Over time, nanotechnology will therefore be able to benefit all sectors of industry and medical care. It could also improve the environment through more efficient use of resources and better pollution control methods. But nanotechnology also poses new challenges to risk control. At the international level, more needs to be done to collect the scientific information needed to resolve ambiguities and install a comprehensive regulatory system. But in order for this new and powerful field to realize its amazing potential, there is a vital need to help the public see it in the settlement of the mind and in a broad context that preserves both human values ​​and the quality of life.

6 תגובות

  1. To the last commenter so far..

    Why do you think things don't go together?
    Is this a reason to abandon hundreds of millions of people to die of hunger?
    Isn't it better to use the education you offer without any connection and use technology to enable a quality of life for as many people as possible in a safe way that harms the environment as little as possible?
    I feel that you speak from the stomach and not from the head..

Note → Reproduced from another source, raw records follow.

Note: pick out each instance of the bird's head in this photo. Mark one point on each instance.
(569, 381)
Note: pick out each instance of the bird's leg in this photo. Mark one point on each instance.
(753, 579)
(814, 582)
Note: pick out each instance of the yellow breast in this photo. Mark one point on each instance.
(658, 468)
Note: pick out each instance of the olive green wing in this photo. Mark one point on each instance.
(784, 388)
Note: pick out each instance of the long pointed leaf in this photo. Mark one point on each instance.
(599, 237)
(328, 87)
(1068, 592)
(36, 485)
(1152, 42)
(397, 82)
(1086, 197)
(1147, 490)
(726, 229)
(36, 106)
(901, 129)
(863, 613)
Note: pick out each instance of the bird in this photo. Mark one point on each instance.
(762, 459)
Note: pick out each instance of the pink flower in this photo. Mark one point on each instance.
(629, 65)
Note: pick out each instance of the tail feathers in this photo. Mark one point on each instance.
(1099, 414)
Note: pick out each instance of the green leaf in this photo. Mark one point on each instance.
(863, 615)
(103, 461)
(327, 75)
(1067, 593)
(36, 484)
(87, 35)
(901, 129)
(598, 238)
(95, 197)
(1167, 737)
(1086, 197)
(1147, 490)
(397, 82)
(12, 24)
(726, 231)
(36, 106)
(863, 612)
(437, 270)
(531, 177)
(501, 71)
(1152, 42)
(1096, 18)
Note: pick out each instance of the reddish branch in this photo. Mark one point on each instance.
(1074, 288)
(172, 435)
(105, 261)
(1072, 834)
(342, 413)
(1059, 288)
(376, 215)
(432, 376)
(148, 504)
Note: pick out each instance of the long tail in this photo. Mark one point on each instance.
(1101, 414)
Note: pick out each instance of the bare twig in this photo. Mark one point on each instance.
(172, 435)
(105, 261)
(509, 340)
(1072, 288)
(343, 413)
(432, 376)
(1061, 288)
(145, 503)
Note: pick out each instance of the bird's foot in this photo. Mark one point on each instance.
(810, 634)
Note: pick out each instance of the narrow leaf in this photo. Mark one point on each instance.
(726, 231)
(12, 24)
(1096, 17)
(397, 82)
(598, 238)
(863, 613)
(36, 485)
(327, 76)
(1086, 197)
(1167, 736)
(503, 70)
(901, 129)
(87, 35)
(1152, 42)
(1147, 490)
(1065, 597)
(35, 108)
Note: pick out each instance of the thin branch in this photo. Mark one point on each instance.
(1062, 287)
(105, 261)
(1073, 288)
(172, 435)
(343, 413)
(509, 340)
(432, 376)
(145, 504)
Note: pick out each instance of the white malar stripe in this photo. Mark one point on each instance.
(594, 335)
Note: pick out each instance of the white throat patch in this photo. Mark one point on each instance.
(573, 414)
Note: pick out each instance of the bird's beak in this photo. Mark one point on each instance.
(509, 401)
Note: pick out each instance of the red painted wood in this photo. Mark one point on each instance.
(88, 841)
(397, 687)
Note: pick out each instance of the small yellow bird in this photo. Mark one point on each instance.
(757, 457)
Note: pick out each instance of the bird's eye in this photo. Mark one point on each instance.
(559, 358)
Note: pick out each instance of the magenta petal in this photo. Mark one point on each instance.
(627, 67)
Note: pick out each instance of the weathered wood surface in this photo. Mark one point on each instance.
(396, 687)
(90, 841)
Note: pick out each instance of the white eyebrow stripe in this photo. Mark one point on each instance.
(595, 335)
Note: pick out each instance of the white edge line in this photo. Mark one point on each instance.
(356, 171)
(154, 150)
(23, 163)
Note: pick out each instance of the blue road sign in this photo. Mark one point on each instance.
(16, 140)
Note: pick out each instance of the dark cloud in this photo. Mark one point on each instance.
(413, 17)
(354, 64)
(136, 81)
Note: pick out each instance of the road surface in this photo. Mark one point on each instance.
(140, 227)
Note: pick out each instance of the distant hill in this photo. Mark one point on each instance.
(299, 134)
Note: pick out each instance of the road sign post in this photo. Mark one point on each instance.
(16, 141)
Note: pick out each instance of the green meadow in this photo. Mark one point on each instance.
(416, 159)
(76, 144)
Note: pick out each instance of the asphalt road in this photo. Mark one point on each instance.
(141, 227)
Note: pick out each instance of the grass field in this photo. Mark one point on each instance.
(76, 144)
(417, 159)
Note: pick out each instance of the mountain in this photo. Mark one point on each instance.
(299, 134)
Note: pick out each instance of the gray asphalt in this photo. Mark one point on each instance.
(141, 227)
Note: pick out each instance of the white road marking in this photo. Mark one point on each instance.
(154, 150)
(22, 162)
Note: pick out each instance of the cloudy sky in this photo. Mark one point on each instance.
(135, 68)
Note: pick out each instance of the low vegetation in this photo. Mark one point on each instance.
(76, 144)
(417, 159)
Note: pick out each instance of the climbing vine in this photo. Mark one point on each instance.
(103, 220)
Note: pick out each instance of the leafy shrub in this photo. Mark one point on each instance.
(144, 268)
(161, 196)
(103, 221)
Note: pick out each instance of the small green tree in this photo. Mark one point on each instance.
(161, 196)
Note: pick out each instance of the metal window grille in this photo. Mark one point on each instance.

  2. The strong prevails over the weak. This is literally natural selection. This is how the world works - from bacteria to humans, since the creation of life (each according to his belief) until today.
    Then there will be cheap and plentiful food. So what? So more people will survive. And what will this help except for crazy population growth?
    What is this purpose of humanity? reproduce as much as possible?? God forbid! There are enough rapists, murderers and just people who are deformed and worse than animals that there is no need to try to preserve them as well.
    To advance humanity further, in my opinion, it is not to cause as many poor people as possible to survive (quantity), but to cause as many people as possible to be born as people who take care of themselves and others (if they want to) and only not harm others, meaning as many good-hearted people as possible and up to statesmen who are not interested in wars (quality).
    Think that everyone was good people and there were no wars between people and countries? So it was clear that everyone who needed help should be helped, because then no one had any negative hidden intentions.

  3. Nanorobots will protect the vegetation in the fields from pests. Nano accelerators will replace the fertilizers and then the agricultural yield will increase tens of meters. There will be food for everyone!

  4. When will you catch on, all this advanced technology will one day help develop cheaper, more pest resistant, more nutritious food and in larger quantities for all the bread hungry people you talk about, really some sense.

  5. Ray Kurzweil says in 20 years we will have the technology to live forever. Okay, what about all the people who don't have bread?